Ja, ich habe ihm eigentlich verziehen. Er war natürlich furchtbar streng und als ich geboren wurde, wusste er quasi schon, dass ich einen zweifachen Doktor machen muss. Wir beide waren uns völlig fremd. Er war Jurist und hat sich dann einen Juristen als Sohn vorgestellt. Ich war Schauspieler und mein Leben hat er überhaupt nicht begriffen. Aber ist okay, ich bin mit ihm in Frieden auseinandergegangen. Als er gestorben ist, war ich da. Wenn man so ein reifer Mensch geworden ist, wie ich, dann sieht man vieles anders. Dann weiß man, dass viele gar nichts dafür können, wie sie sind. Sie mussten aufgrund ihrer Erziehung und ihrer Erfahrungen so werden. Das ist das Schöne im Alter: Man kann leichter verzeihen.

Gerade deshalb ist es schade, dass es im Fernsehen selten Filme wie „Trapps Sommer“ gibt, in denen gezeigt wird, welche positiven Seiten das Alter hat.

Das ist sehr wahr. Deshalb kann ich nicht verstehen, warum sie mit der Ausstrahlung so lange gewartet haben: Das ist natürlich nicht die beste Zeit im August. Da schauen nun wirklich die wenigsten Leute fern. Vielleicht haben sich die Verantwortlichen des Senders nicht getraut, denn das Fernsehen ist ja sehr misstrauisch dem Alter gegenüber. Ich merke das, wenn mir Drehbücher geschickt werden. Jetzt wieder für eine Serie – da wurde bei der Rolle, die ich spielen sollte, das Alter von 63 angegeben. Ich nehme an, weil die Autoren nie wagen würden zu schreiben „80 Jahre“.

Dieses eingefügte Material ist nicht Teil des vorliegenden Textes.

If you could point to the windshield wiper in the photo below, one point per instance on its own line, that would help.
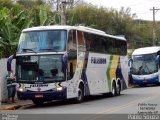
(29, 50)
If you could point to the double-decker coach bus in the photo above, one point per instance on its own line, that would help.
(62, 62)
(145, 66)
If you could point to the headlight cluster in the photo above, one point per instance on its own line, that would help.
(21, 89)
(58, 89)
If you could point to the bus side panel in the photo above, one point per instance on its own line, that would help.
(124, 71)
(96, 73)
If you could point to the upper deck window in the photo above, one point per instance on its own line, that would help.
(42, 41)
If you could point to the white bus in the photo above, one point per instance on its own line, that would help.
(145, 66)
(62, 62)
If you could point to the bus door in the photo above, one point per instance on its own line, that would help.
(72, 63)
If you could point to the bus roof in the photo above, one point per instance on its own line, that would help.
(146, 50)
(81, 28)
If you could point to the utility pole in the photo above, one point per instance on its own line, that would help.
(154, 24)
(63, 11)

Kult: Günther Maria Halmer mit Therese Giehse 1974 in Helmut Dietls „Münchner Geschichten“.
Kult: Günther Maria Halmer mit Therese Giehse 1974 in Helmut Dietls „Münchner Geschichten“. © Archiv

Woher kommt diese Angst vor dem Alter?

Ich weiß es nicht. Doch zu den alten Menschen fällt den Autoren eigentlich nur ein, dass einer gebrechlich ist oder dement. Deswegen freut man sich auch, wenn es solche Filme wie „Weißt du noch“ oder „Trapps Sommer“ gibt: dass man eine angemessene Rolle bekommt und nicht von Anfang an der Depp ist. Aber mir scheint, entweder will das der Sender nicht oder die Fantasie der Drehbuchautoren ist so begrenzt. Wenn ich daran denke, dass die mächtigsten Männer der Welt Ende 70, Anfang 80 sind. Der Joe Biden ist älter als ich, der Donald Trump ist 79, dann gibt es den Rupert Murdoch, der mit 94 die ganze Weltpresse unter sich hat: Das ist die Realität.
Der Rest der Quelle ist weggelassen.